Après l’excellent numéro de « Cerveau & Psycho » « Comment la nature fait du bien à notre cerveau » de mai dernier, voici donc « Le Monde/Sens & santé » de cet été : le magazine qui entend nous faire réveiller la nature qui est en nous. Notre confrère Jean-Claude Noyé veut même y réveiller le SAUVAGE qui est en nous ! D’autres contributeurs comme Christophe André, Fabrice Midal ou… Michelle Obama enrichissent ce numéro très complet, sous la houlette de la rédactrice en chef Élisabeth Marshall-Hannart. Au sommaire : « Ce que m’ont appris les héros du monde » (avec Frédéric Lopez, par Aurélie Godefroy et Élisabeth Marshall) ; « Une cure de vitamine verte pour les urbains » (Alix Cosquer, chercheuse en psychologie environnementale) ; « Ma vie avec les Kogis », ces Amérindiens étonnamment connectés à la nature (avec Frédéric Julien, par Corinne Chabaud) ; « Mon cheval mon thérapeute » qui témoigne des pouvoirs guérisseurs des équidés (avec Manon Comparini, par Charline Delafontaine) ; et de nombreux conseils pratiques parfois présentés comme des ordonnances médicales : marcher pieds nus dans l’herbe, dormir sous les étoiles, laisser son portable à la maison, goûter à la gastronomie sauvage, s’exercer au yoga, faire la sieste, sortir les enfants, etc. Très complémentaire, le cahier neurosciences intitulé « Boostez votre créativité en offrant des vacances à votre cerveau » nous incite à ne « rien » faire, moments privilégiés qui permettent à notre esprit d’opérer un tri dans ses informations et d’en faire jaillir des idées claires. Une lecture enrichissante, des recettes appétissantes, des tests amusants et un beau programme pour cet été !
Marc Giraud

* Allez, un peu d’auto-promo JNE avec 3 titres : « Natura » de Pascale d’Erm (LLL 2019), « Le réveil du sauvage » de Jean-Claude Génot (L’Harmattan 2017), et « Le bonheur est dans la nature » de moi-même (Delachaux et Niestlé 2019).

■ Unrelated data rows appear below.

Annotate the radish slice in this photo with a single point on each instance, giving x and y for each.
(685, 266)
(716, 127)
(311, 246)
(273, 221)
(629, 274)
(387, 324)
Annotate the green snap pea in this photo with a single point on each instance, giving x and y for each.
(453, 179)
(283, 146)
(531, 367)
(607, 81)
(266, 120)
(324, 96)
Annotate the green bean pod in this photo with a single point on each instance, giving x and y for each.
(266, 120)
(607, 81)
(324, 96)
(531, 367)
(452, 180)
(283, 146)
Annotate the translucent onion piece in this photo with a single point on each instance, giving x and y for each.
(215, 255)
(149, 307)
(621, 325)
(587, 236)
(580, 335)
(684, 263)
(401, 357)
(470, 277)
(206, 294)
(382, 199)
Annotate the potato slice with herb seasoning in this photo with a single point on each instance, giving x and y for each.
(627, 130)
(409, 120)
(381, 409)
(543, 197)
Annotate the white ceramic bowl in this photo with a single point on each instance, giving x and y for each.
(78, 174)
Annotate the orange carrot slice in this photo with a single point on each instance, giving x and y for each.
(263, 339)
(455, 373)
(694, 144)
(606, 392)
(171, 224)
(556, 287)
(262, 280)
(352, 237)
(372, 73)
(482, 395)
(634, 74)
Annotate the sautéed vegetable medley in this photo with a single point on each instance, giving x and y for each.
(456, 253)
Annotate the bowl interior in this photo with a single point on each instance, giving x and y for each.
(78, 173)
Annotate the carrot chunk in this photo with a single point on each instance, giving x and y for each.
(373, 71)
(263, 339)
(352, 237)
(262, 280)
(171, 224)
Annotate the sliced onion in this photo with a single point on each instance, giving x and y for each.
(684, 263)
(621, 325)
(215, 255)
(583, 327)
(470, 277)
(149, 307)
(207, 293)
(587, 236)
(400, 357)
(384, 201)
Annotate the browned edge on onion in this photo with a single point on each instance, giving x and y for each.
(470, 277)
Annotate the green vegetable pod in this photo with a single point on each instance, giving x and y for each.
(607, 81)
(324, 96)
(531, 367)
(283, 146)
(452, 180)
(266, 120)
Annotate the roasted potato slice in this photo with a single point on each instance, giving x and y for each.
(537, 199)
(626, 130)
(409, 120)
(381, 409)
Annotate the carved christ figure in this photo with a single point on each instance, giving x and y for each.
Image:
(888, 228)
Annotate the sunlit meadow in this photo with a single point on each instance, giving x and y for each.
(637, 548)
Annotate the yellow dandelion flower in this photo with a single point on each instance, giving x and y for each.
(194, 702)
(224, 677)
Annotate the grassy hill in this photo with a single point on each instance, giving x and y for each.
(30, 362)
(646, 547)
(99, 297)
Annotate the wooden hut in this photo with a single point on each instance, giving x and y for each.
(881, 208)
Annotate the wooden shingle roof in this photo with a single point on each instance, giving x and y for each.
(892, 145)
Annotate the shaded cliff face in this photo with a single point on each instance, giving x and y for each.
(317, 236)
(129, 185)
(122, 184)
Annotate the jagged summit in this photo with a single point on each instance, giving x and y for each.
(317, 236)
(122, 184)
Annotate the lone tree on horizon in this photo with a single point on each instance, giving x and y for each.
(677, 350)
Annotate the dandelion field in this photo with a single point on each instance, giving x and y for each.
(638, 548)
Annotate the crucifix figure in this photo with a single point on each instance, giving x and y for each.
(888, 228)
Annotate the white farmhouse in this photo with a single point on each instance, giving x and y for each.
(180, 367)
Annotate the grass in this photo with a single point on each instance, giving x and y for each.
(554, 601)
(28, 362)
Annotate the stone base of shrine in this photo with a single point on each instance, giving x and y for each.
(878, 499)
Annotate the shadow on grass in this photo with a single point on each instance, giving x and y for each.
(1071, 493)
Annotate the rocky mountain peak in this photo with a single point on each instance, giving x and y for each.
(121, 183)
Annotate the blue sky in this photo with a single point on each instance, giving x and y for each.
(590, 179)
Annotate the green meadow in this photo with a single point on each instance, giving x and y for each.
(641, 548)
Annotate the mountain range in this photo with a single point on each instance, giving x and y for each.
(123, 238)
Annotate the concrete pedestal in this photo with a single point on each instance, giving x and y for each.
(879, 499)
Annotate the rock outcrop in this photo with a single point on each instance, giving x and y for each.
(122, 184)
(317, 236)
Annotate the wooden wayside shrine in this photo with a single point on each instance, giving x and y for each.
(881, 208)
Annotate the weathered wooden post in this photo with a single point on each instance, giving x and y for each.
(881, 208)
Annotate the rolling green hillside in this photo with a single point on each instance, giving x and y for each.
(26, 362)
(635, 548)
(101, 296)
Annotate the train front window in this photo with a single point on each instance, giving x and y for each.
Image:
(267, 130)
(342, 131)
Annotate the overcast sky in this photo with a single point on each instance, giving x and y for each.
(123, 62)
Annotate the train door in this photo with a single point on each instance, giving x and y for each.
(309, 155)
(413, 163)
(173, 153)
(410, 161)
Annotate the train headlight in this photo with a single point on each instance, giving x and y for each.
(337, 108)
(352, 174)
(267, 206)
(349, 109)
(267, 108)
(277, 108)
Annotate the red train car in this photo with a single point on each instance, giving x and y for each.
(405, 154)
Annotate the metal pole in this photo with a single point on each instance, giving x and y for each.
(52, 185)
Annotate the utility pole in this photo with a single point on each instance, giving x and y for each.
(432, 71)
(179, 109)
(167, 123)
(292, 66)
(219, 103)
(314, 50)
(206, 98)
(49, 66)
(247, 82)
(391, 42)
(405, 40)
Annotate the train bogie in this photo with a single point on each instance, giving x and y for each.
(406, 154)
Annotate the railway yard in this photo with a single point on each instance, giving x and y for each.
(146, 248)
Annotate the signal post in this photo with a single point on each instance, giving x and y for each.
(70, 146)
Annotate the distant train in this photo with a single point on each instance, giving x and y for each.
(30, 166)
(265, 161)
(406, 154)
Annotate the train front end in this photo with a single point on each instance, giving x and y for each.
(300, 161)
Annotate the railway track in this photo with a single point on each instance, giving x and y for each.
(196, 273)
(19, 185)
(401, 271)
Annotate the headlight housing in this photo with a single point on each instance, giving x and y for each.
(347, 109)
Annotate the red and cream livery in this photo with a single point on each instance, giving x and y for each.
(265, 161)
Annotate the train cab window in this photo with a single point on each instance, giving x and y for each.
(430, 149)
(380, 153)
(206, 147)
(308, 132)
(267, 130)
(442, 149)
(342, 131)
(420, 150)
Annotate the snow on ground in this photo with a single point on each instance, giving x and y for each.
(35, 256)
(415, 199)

En kiosque, 6,90 €  – www.sensetsante.fr

La hulotte n° 108 – la coccinelle à 7 points


La dernière livraison de la Hulotte est consacrée à la coccinelle à 7 points. On y apprend que c’est l’insecte le plus aimé depuis la nuit des temps. La bête à bon dieu possède d’ailleurs un échantillon de noms impressionnant. On découvre également la vie des pucerons, proies de choix pour notre coccinelle et sa larve. Comme d’habitude, c’est bourré d’anecdotes, et plein d’humour ! A ne pas rater.
Danièle Boone

Sur abonnement : www.lahulotte.fr
Contact presse : Pierre Déom. Tél.: 03 24 30 01 30 – cdeom@lahulotte.fr

 

 

4 saisons – hors-série n° 19 : ravageurs et maladies au potager

Depuis le 1er janvier, l’utilisation des biocides de synthèse dans les jardins est interdite. Avec le printemps, les jardiniers sont de nouveau très actifs. La rédaction a pensé que revenir sur ce sujet serait bienvenu. Elle a sollicité ses jardiniers experts pour l’occasion. Ils nous apprennent à reconnaître les maladies qu’ils s’agissent d’attaques par un ravageur ou par un champignon. Pour aider à la clarté de l’ensemble, les plantes sont scrutées par catégorie, les cucurbitacées (courges), les brassicacées (choux), les fabiacées (fève, haricot, pois) Une fois identifiée la maladie peut être soignée naturellement par des potions à base de plantes. Brigitte Lapouge-Déjean nous en révèle quelques unes. Mais il est dit aussi dans ce numéro, que, le plus efficace, reste de créer un environnement propice à la bonne santé des plantes. Mieux nourries dans un sol vivant, elles résistent bien plus positivement aux attaques des prédateurs.